Fans of 'The Dead Files' Have a Lingering Question About the Show: Is It Real?
Updated April 27 2020, 2:02 p.m. ET
The biggest question on anyone's minds whenever they watch a reality TV series, especially one that's in the realm of the paranormal, is if it's real or not. I get my fair share of queries from folks who see me on A&E's Ghost Hunters about the legitimacy of the show. I tell them the same thing I tell everyone: the investigations are sacred, but there is some "staging" of other shots, and I'd assume The Dead Files follows a similar outline.
With Ghost Hunters, obviously there's some setting up that takes place for witness interviews and set-up shots prior to our investigations. We know camera ops are going to be there and sometimes we'll re-say what we said or came to a conclusion to on camera but in a more concise way so it's more easily edited for brevity in TV time. However, the moments during our investigations are all hands-off and real: all of those occur in the moment and are more or less unedited.
As are the claims and evidence that we gather in the course of our research and investigations. We don't trump anything up and in fact underplay a lot of the finds/anomalies we encounter. I can only speak for our show, however, and the process we're involved in.
Is The Dead Files real?
Like all reality TV, there's an element of production that comes into play, and The Travel Channel's paranormal show that's been airing since 2011 is no exception.
A group of folks work together to find locations from individuals who believe that they may be haunted. At the center of the show are former homicide detective Steve DiSchiavi and physical medium Amy Allan. Steve and Amy conduct investigations on their own, and then only compare what they've discovered in front of the "client" once their work has concluded.
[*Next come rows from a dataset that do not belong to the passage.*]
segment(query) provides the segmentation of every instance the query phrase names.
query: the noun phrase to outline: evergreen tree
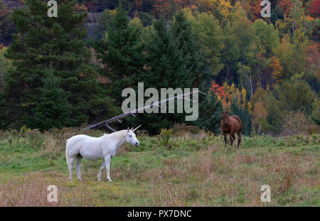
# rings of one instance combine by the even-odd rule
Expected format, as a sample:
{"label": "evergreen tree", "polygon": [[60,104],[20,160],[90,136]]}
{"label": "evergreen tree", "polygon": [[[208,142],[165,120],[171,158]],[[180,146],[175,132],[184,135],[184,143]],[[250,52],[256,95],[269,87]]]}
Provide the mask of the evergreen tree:
{"label": "evergreen tree", "polygon": [[[75,12],[75,1],[57,1],[57,18],[48,16],[49,7],[46,1],[41,0],[26,0],[28,7],[13,13],[19,34],[14,36],[6,53],[16,68],[4,76],[1,110],[6,116],[5,125],[34,125],[36,116],[31,116],[39,113],[41,93],[48,89],[43,88],[46,81],[41,79],[46,78],[48,70],[60,79],[61,89],[69,93],[72,113],[69,114],[68,110],[63,116],[70,119],[61,119],[62,122],[53,126],[64,126],[64,122],[69,125],[71,122],[80,125],[100,120],[116,111],[112,100],[105,96],[99,85],[97,72],[88,65],[90,53],[82,41],[86,31],[82,28],[86,13]],[[64,95],[62,91],[59,93]],[[46,102],[53,98],[47,93],[46,96]]]}
{"label": "evergreen tree", "polygon": [[137,86],[135,76],[144,72],[145,60],[141,41],[142,30],[138,26],[130,26],[127,15],[121,6],[117,8],[115,15],[110,18],[107,37],[93,43],[97,58],[105,65],[101,75],[111,80],[108,87],[117,106],[122,102],[122,90]]}
{"label": "evergreen tree", "polygon": [[250,136],[252,129],[250,113],[245,109],[245,107],[239,106],[238,103],[238,102],[236,99],[233,99],[231,101],[230,107],[231,113],[229,115],[238,115],[241,119],[241,121],[242,122],[242,134]]}
{"label": "evergreen tree", "polygon": [[60,87],[61,79],[48,72],[42,81],[40,100],[32,109],[29,125],[41,130],[72,126],[72,105],[68,100],[70,93]]}
{"label": "evergreen tree", "polygon": [[199,47],[193,36],[191,25],[183,11],[175,16],[171,30],[178,41],[178,49],[181,50],[186,75],[189,76],[193,87],[198,87],[200,82],[197,80],[199,78],[201,68]]}
{"label": "evergreen tree", "polygon": [[[144,88],[154,87],[160,92],[161,88],[183,90],[192,87],[194,80],[191,72],[193,68],[190,64],[192,58],[183,40],[188,38],[185,34],[188,31],[183,30],[184,28],[188,28],[188,26],[184,26],[178,21],[180,20],[177,19],[174,25],[174,31],[169,30],[166,21],[163,18],[154,23],[154,31],[151,33],[147,48],[148,71],[137,76],[137,81],[144,82]],[[178,33],[178,37],[175,36],[174,33]],[[188,70],[187,65],[189,65],[190,70]],[[137,124],[143,124],[151,134],[156,134],[161,128],[183,122],[184,117],[183,114],[168,114],[167,109],[166,114],[138,114],[134,122]]]}

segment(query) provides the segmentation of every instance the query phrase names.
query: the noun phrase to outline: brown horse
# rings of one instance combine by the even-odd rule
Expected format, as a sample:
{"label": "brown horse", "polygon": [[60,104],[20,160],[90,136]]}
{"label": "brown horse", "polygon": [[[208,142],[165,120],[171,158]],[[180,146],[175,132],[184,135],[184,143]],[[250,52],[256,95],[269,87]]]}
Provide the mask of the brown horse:
{"label": "brown horse", "polygon": [[242,129],[242,122],[241,119],[237,115],[228,116],[228,112],[221,112],[223,114],[223,121],[221,122],[221,130],[225,136],[225,144],[227,146],[227,134],[230,134],[230,142],[231,147],[235,139],[235,133],[238,134],[238,148],[241,142],[241,130]]}

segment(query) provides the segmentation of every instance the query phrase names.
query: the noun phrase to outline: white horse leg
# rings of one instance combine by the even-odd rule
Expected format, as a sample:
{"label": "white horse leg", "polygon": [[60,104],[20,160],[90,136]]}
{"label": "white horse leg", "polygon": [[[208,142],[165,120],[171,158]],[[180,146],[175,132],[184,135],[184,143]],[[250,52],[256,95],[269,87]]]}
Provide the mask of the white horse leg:
{"label": "white horse leg", "polygon": [[71,180],[73,179],[73,162],[75,161],[74,157],[70,158],[70,167],[69,167],[69,180]]}
{"label": "white horse leg", "polygon": [[107,169],[107,179],[112,182],[112,180],[110,178],[110,155],[107,155],[105,156],[105,168]]}
{"label": "white horse leg", "polygon": [[101,172],[102,171],[105,166],[105,160],[103,160],[102,163],[101,164],[100,166],[100,171],[99,171],[98,173],[98,181],[101,181]]}
{"label": "white horse leg", "polygon": [[82,160],[82,158],[80,156],[77,157],[77,163],[75,164],[75,168],[77,170],[77,177],[79,180],[81,182],[82,181],[82,179],[81,178],[81,173],[80,173],[80,167],[81,167],[81,161]]}

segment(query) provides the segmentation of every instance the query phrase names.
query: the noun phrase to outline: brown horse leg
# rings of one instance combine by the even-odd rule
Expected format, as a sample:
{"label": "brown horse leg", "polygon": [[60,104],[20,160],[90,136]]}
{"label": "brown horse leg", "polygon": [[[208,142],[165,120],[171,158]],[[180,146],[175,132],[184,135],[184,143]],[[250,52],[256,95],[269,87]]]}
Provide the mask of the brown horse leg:
{"label": "brown horse leg", "polygon": [[235,139],[235,134],[233,133],[230,133],[230,142],[231,144],[231,147],[233,147],[233,141]]}
{"label": "brown horse leg", "polygon": [[223,133],[223,136],[225,137],[225,146],[227,147],[227,134]]}
{"label": "brown horse leg", "polygon": [[240,146],[240,144],[241,143],[241,132],[238,132],[238,148]]}

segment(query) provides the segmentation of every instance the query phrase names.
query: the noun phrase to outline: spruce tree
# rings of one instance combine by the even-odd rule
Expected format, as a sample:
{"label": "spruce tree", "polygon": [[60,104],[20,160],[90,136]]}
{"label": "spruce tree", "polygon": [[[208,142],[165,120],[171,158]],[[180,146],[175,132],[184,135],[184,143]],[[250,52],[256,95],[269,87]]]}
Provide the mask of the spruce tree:
{"label": "spruce tree", "polygon": [[[76,126],[100,120],[116,111],[112,100],[105,96],[97,81],[95,69],[89,65],[90,53],[83,41],[86,30],[82,26],[86,13],[75,11],[75,1],[57,2],[56,18],[48,16],[47,1],[41,0],[26,0],[26,7],[13,13],[18,34],[14,36],[6,53],[15,68],[4,76],[5,92],[1,95],[4,103],[1,111],[6,116],[4,125],[17,127],[35,125],[34,121],[40,122],[39,119],[35,119],[37,116],[42,116],[40,119],[47,116],[46,110],[41,108],[43,107],[42,93],[46,94],[46,102],[53,99],[51,102],[55,104],[52,105],[58,104],[59,101],[49,95],[55,94],[55,89],[45,92],[48,85],[41,80],[49,70],[59,79],[56,92],[59,96],[66,95],[60,89],[68,92],[68,102],[63,102],[71,107],[60,116],[68,119],[58,117],[61,122],[48,124],[46,129],[69,125],[71,122]],[[33,116],[35,113],[38,114]],[[54,117],[56,116],[51,117]]]}
{"label": "spruce tree", "polygon": [[111,18],[107,36],[93,43],[105,67],[101,75],[108,77],[110,95],[121,106],[122,90],[128,87],[137,87],[137,75],[144,72],[144,47],[141,41],[142,29],[130,26],[128,12],[121,6],[116,9],[116,14]]}
{"label": "spruce tree", "polygon": [[[176,31],[168,28],[166,21],[160,18],[154,23],[154,32],[146,48],[147,71],[137,76],[137,81],[144,83],[144,88],[154,87],[160,92],[161,88],[192,88],[194,77],[192,76],[188,48],[183,39],[185,32],[179,21],[176,23]],[[178,31],[179,30],[179,31]],[[174,33],[178,34],[178,38]],[[180,48],[179,48],[180,46]],[[183,57],[183,53],[186,57]],[[189,65],[189,70],[187,70]],[[159,97],[160,99],[160,97]],[[185,114],[138,114],[135,124],[143,124],[151,134],[158,133],[161,128],[169,128],[176,123],[182,123]],[[159,109],[160,112],[161,109]]]}
{"label": "spruce tree", "polygon": [[222,120],[223,106],[213,92],[199,97],[199,118],[194,125],[206,131],[218,134]]}
{"label": "spruce tree", "polygon": [[191,25],[183,11],[174,16],[171,26],[174,38],[178,43],[178,49],[182,53],[183,63],[186,65],[186,75],[189,77],[189,84],[193,87],[199,86],[200,59],[199,47],[193,36]]}
{"label": "spruce tree", "polygon": [[42,82],[39,102],[32,109],[29,125],[41,130],[72,126],[72,105],[68,100],[70,93],[60,87],[61,79],[48,72]]}

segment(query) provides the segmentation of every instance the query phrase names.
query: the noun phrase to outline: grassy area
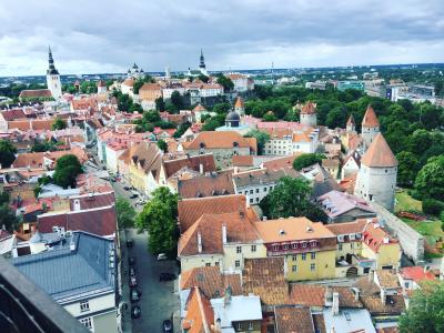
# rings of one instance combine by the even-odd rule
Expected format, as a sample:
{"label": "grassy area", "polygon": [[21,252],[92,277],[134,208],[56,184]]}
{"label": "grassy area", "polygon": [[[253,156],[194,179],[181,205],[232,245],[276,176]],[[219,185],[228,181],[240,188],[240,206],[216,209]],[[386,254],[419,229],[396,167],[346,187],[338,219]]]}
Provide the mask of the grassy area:
{"label": "grassy area", "polygon": [[401,211],[416,211],[421,213],[423,212],[422,202],[420,200],[410,196],[407,190],[396,191],[395,199],[396,199],[395,212],[401,212]]}
{"label": "grassy area", "polygon": [[[395,212],[401,211],[416,211],[418,213],[423,212],[422,202],[420,200],[413,199],[408,195],[407,190],[397,191],[395,194],[396,198],[396,205]],[[406,224],[412,226],[418,233],[421,233],[428,246],[434,248],[437,241],[444,240],[444,231],[442,229],[442,221],[433,220],[433,221],[413,221],[406,218],[401,218]],[[443,256],[440,253],[425,253],[425,259],[433,259]]]}

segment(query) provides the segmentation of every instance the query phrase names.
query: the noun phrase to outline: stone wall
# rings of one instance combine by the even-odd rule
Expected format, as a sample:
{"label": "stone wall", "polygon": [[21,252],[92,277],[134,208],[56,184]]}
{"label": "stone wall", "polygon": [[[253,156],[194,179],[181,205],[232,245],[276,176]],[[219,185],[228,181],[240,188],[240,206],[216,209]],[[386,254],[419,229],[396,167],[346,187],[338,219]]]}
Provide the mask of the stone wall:
{"label": "stone wall", "polygon": [[416,265],[422,264],[424,261],[424,236],[410,228],[382,205],[375,202],[371,202],[370,204],[376,211],[384,228],[391,235],[400,241],[404,254],[413,260]]}

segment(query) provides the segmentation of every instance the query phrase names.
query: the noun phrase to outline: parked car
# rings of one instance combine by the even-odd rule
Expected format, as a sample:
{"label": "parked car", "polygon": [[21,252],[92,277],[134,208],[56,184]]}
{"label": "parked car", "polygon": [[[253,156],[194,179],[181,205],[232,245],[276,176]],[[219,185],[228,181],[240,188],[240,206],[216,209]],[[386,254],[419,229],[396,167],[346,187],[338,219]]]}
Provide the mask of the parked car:
{"label": "parked car", "polygon": [[141,311],[139,305],[131,306],[131,317],[137,319],[140,317]]}
{"label": "parked car", "polygon": [[172,333],[173,332],[173,323],[170,320],[163,321],[162,332],[163,333]]}
{"label": "parked car", "polygon": [[159,253],[158,254],[158,261],[167,260],[167,259],[168,259],[167,253]]}
{"label": "parked car", "polygon": [[133,268],[130,268],[130,278],[131,276],[135,278],[135,270]]}
{"label": "parked car", "polygon": [[175,280],[175,274],[173,273],[160,273],[159,281],[172,281]]}
{"label": "parked car", "polygon": [[130,286],[137,286],[138,285],[138,279],[135,279],[135,275],[130,276]]}
{"label": "parked car", "polygon": [[137,289],[132,289],[130,292],[131,303],[139,302],[141,295],[142,293],[140,291],[138,291]]}

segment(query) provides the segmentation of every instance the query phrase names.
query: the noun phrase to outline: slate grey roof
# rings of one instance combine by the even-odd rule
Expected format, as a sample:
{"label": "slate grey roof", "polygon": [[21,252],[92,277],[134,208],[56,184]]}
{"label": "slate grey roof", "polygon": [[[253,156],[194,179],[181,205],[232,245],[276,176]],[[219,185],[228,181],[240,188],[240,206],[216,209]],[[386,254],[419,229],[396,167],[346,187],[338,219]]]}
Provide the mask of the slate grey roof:
{"label": "slate grey roof", "polygon": [[[70,249],[71,243],[74,250]],[[110,268],[113,249],[112,240],[77,231],[58,249],[14,258],[11,262],[56,301],[64,303],[114,292],[115,262]]]}
{"label": "slate grey roof", "polygon": [[297,178],[300,174],[292,168],[281,168],[278,170],[252,170],[232,175],[236,189],[259,184],[266,185],[270,183],[276,183],[283,176]]}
Oftentimes, when they compare their findings, they discover that there are similarities between what they've discovered. Steve pounds the pavement and interviews residents, business owners, employees, neighbors, and local historians, along with law enforcement, and other experts when it comes to a location's past. Everything from genealogy, family tree, notable moments in history, deaths, trauma, you name it, and Steve uncovers it in the show.
He doesn't share any of this information with Amy, who, during her investigation, attempts to communicate with any entities, both human and possibly supernatural, that might be at a location. Much of the show hinges on the pair's findings and whether or not they're related, which has become a point of contention among critics.
Karen Stollznow, for example has pointed out that Amy has found "shadow people" in several locations, and it appears that The Dead Files is edited in order to only show Steven's findings that are in line with Amy's claims, and it's difficult to verify whether or not Amy has any pre-existing knowledge of a location. This would be really hard for famous places like Alcatraz.
TV Overmind has gone so far as to call The Dead Files "completely fake" citing the fact that Amy uses vague phrases that can be applied to several locations as evidence of her following a "script." Also, the revelations she provides for locations usually pop up in Google searches, and that becomes even more problematic when you consider that Amy was once a researcher for the show, A Haunting, before she got her Dead Files gig.
In the show's defense, however, a lot of these hit pieces are based on suppositions from the authors, claiming that the clients in the show "want to be haunted." There are several articles that lump all paranormal shows into the same category, calling them all "transparently fake." And while there are a few instances of shows being caught faking apparitions, or trump up reactions, there are several that don't.
So is The Dead Files fake? That is mostly left up to the audiences to decide as the cast members or production have never been found guilty of faking anything. What do you think?